Yuusuke había esquivado la muerte, al igual que Kurama. Y ambos fueron castigados con el peor de los castigos, pero al menos, sabiendo que protegerían el Ningenkai. Era una verdadera pena que la joven del escuadrón también tuviera que someterse a ese castigo, sabiendo que ella no había sido elegida, sino Hanshu, el primer comandante del escuadrón, muerto antes de reaccionar por Toguro.
Y allí caía Yuusuke, como había predicho su padre, sin la necesidad de arrastrarlo. Llevando consigo a Ani Toguro. El portal se cerró finalmente.
Un silencio mórbido veló el ambiente, a medida que el día se oscurecía por las nubes que anunciaban el lloro del cielo.
Las gotas comenzaron a caer tímidamente.
Poco a poco los compañeros heridos se acercaron para ver los resultados de la batalla. Pero solo observaron a Koenma mirar fijamente a los dos demonios en el suelo.
Kurama sin vida, en los brazos de Hiei, quien lo observaba sin decir nada, con la mirada perdida en un mar de sangre que emergía en sus regazo, desde lo más profundo de ese cuerpo muerto..
Mokuro apareció entre los sobrevivientes mirando la escena con dolor y sorpresa.

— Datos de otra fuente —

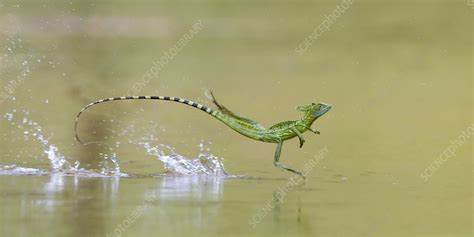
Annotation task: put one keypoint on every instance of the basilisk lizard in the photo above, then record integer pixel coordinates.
(277, 133)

Era mejor que todos se fueran.
- ey! Rápido, todos al castillo, debemos curar a los heridos –ordenó, siendo obedecida de inmediato.
Koenma giró y lentamente caminó a través del bosque, alejándose de la escena.
-Koenma! – fue llamado antes de desaparecer. Era Hokushin. – que pasó con Yuusuke? Donde está? – preguntó completamente consternado.
- salvó los tres reinos. Igual que Hiei y Kurama. – miró de vuelta la figura negra abrazar el cuerpo ensangrentado en la lejanía.
- Nuestro líder..........murió?....entonces.....-dijo apenado, bajando su tristeza, buscando ocultar las lágrimas- no tendremos más que.....
- No!- lo detuvo- no más muertes!. Aún tienes un líder....
- Hn? –dijo sorprendido.
- La hija de Yuusuke. – Koenma continuó su camino, desapareciendo por el bosque.
Hokushin comprendió el mensaje. Esperaría lo necesario. Después de todo, Yuusuke le había dado una encomienda.
Yuusuke: oye, Hokushin!, recuerda que siempre debes proteger a mi querida Keiko y mi hijo!!!! Te los dejo a tu cargo!!!
Hokushin recordó, y despareció de un salto.